Tournai-Ath-Mouscron Cinq jeunes l’ont tabassé alors qu’il rentrait à son domicile samedi soir

Une nouvelle agression a eu lieu en plein centre-ville de Tournai, samedi soir. A.V., un professeur en haute école âgé de 56 ans, rentrait chez lui lorsqu’il a croisé la route de 5 jeunes sur son chemin. "Il était aux alentours de 23 h quand je suis sorti du restaurant pour regagner mon domicile. Après être passé devant l’Ekstension, j’ai regardé mon GSM que j’ai ensuite remis en poche. J’ai ensuite remarqué qu’une bande de jeunes me suivait de très près ", explique la victime.

C’est ensuite en remontant le piétonnier que A.V. a commencé à prendre peur. "J’ai accéléré le pas en remarquant que l’on me suivait. Ensuite, j’ai même sprinté vu qu’ils continuaient tous à me suivre. Au niveau de l’ancienne poste, l’un des jeunes m’a fait un croche-pied et je suis tombé au sol. J’ai reçu plusieurs coups dans les jambes et des coups de poing dans la tête. Le piétonnier étant très peu fréquenté car personne n’y habite, personne n’a vu la scène. J’ai tout de même crié au secours mais personne n’est jamais arrivé et les jeunes ont pris la fuite."

La raison pour laquelle ce professeur a été agressé reste encore floue. De la violence gratuite ? C’est bien possible comme il l’explique. "Durant l’agression, ils m’ont demandé si j’avais de l’argent sur moi. Comme je sortais du restaurant, il ne me restait que de la monnaie. Ils ne l’ont même pas prise. J’avais un simple Smartphone aussi sur moi mais celui-ci ne les intéressait pas. Je ne vois donc pas pourquoi j’ai été agressé de la sorte."

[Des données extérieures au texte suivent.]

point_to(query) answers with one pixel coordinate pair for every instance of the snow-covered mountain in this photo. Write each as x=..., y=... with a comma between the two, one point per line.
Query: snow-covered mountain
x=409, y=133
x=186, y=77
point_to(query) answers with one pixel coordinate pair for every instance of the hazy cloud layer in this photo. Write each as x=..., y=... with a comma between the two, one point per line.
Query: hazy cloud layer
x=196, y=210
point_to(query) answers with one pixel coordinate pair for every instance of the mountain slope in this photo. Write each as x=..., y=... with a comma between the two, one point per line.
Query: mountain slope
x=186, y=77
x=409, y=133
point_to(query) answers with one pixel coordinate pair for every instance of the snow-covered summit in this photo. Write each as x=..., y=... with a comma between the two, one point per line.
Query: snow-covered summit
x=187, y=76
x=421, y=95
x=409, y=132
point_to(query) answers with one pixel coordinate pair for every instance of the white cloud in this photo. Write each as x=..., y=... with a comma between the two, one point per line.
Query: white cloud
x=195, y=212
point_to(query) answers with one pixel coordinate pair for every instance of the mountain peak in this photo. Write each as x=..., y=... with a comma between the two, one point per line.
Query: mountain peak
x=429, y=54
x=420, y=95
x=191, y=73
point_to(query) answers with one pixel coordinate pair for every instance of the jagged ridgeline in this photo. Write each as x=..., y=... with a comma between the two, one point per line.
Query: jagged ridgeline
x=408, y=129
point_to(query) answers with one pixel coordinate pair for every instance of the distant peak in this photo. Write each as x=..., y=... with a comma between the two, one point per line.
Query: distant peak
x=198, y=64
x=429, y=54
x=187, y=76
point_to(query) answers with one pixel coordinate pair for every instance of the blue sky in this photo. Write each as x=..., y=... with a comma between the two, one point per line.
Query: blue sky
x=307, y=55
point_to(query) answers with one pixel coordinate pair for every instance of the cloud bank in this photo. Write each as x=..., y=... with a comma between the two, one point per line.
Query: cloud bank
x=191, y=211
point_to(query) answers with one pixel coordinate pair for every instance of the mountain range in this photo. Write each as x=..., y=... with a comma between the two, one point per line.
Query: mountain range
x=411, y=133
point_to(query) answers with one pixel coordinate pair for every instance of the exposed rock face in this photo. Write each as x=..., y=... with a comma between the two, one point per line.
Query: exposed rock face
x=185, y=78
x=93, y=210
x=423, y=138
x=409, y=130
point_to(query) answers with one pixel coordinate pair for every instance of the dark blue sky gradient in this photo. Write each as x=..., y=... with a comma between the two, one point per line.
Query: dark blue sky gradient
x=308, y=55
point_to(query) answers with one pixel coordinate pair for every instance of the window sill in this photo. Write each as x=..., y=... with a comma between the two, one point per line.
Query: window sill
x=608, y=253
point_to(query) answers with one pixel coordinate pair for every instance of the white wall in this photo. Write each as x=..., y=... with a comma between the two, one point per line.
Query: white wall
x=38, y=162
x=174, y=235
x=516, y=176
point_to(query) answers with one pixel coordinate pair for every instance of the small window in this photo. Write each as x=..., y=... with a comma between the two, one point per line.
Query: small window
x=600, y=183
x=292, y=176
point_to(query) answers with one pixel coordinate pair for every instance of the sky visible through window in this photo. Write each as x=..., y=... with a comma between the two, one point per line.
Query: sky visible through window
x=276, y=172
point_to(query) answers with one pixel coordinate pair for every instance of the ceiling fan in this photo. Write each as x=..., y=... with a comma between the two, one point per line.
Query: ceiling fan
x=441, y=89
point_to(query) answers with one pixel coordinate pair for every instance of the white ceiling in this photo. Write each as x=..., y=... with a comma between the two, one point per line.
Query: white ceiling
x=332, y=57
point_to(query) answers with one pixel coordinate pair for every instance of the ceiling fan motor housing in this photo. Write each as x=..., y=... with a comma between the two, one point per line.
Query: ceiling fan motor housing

Après que les jeunes ont pris la fuite, A.V. a pu rentrer chez lui quelques centaines de mètres plus loin. Les blessures ont quant à elle commencé à faire leur apparition dimanche et surtout lundi, jour où il donnait examen à l’école. Le professeur a dès lors directement expliqué à ses élèves ce qu’il s’était passé et les a surtout mis en garde.

"Je me suis exprimé devant mes étudiants pour leur demander de rester vigilants. Nous ne sommes plus à l’abri de rien. C’est bientôt la fin des examens et donc le début de sorties dans la ville pour les étudiants. Je leur ai donc demandé d’essayer de ne jamais se balader seul en ville le soir, même si j’ai bien conscience qu’il ne faut pas pousser les choses à l’extrême, bien entendu."

Suite à cela, A.V. soulève aussi un autre problème. "Il est temps d’installer les caméras dans le centre-ville. Les jeunes à qui j’ai eu affaire en profitent peut-être, tant qu’elles ne sont pas encore installées. Si celles-ci avaient déjà été en place, mon agression n’aurait, je pense, pas eu lieu."